Les Fatimides et la Méditerranée centrale Xe-XIIe siècles
Si la Méditerranée centrale (Adriatique, Grèce, Italie, Sardaigne, Sicile, Libye, Maghreb central et Ifrîqiya) a été perçue comme un ensemble pendant la première moitié du Moyen Âge, la structuration des domaines de spécialité, géographiques ou dynastiques, a amené à une sorte d’amnésie de l’histoire de cet espace. Les Fatimides eux-mêmes sont le plus souvent envisagés avant tout en relation avec l’Égypte, l’Orient et la mer Rouge. Or, dans le prolongement de tendances qui avaient émergé au ixe siècle, la Méditerranée centrale semble acquérir une importance particulière au moment du morcellement durable du califat, qui débute au xesiècle et se poursuit jusqu’au xiie siècle alors que les Byzantins reprennent l’offensive en Méditerranée et au Levant. Elle voit naître un nouveau califat, fatimide, qui s’affirme à partir de cette base régionale (Ifrîqiya, Sicile dont la conquête est achevée après un siècle et demi), où elle développera des formes de délégation après son transfert en Égypte à partir de 973. Les circulations intellectuelles, artistiques et commerciales apparaissent plus clairement aujourd’hui que par le passé et permettent peut-être de retracer une histoire révisée de cet espace au cours de ces trois siècles. Une ouverture sera ménagée vers al-Andalus et le Maghreb al-Aqsâ sans lesquels il est difficile de comprendre une partie de ces circulations. La compétition califale ne se joue en effet pas seulement avec l’Orient du Dār al-islām, mais aussi beaucoup avec le califat d’Occident, avec pour enjeu, non seulement l’emprise territoriale proprement dite, mais aussi le contrôle de la mer et des pistes transsahariennes. Si ce point est bien établi aujourd’hui, il est important d’en tirer toutes les conséquences.

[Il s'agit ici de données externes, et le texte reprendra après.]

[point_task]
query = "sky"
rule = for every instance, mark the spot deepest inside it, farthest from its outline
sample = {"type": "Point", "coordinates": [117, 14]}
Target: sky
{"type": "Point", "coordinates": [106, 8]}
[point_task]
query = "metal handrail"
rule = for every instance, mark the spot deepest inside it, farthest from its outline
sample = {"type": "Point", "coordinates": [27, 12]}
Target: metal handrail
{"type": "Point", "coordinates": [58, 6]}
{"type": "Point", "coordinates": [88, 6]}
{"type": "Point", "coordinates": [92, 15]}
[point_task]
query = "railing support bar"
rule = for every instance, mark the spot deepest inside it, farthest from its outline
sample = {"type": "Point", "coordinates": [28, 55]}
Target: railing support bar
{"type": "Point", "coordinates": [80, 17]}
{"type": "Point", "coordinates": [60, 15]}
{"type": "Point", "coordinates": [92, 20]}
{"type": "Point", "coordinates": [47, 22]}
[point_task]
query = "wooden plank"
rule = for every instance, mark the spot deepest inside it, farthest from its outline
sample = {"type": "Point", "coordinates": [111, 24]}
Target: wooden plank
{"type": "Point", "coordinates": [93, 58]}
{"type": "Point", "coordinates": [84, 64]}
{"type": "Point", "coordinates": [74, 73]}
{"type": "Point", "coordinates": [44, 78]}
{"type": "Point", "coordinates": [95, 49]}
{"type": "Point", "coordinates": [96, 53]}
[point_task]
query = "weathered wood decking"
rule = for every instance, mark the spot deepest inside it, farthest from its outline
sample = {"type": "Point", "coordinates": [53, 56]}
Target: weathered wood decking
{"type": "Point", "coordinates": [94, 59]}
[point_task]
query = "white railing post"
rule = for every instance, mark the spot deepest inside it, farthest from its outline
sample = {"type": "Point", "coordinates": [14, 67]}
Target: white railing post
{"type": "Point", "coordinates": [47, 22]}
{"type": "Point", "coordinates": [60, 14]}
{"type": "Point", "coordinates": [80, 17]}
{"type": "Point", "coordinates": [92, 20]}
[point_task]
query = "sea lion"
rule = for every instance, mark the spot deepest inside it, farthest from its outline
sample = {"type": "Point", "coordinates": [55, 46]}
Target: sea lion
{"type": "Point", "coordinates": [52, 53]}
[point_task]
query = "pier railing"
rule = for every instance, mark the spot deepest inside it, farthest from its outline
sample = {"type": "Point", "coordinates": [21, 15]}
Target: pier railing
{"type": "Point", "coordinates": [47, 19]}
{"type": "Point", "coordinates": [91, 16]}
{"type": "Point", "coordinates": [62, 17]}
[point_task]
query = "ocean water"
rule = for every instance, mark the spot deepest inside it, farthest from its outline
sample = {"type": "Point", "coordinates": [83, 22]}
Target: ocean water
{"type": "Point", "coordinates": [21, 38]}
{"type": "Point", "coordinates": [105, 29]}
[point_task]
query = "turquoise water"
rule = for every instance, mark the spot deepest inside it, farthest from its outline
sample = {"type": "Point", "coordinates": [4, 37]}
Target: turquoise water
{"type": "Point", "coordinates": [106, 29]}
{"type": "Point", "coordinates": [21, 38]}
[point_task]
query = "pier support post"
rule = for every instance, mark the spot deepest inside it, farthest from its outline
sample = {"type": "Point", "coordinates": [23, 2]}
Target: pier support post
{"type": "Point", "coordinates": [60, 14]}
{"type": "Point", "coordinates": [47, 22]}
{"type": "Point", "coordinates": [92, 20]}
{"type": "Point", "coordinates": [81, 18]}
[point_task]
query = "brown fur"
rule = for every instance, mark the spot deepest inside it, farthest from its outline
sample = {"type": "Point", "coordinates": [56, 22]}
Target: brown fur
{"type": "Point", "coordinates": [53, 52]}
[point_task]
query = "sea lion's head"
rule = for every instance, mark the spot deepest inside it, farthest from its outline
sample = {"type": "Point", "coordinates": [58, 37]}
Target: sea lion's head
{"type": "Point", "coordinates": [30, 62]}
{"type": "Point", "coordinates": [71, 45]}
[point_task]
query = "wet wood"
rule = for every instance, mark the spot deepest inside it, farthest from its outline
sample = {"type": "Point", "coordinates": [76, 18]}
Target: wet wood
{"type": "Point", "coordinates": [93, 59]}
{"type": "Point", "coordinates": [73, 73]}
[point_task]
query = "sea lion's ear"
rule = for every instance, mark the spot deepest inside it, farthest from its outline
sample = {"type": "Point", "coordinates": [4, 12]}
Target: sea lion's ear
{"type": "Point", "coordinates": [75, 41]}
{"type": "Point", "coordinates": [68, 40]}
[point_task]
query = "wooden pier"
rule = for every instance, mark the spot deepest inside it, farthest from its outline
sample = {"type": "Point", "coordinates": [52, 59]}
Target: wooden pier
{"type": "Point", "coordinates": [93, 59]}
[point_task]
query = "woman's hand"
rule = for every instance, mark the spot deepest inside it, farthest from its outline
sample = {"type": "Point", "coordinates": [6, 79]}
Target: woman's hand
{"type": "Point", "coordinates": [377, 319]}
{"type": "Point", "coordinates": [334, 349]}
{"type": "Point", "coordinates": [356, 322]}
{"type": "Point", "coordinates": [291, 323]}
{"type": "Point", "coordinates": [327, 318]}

Il s’agit donc moins de préciser l’histoire de la dynastie fatimide ou de la Méditerranée centrale entre les xe et xiie siècles que d’avancer des éléments nouveaux permettant de repenser les circulations méditerranéennes en redonnant toute sa place à un espace qui n’a pas toujours fait l’objet de l’attention que l’importance de son rôle aurait justifié.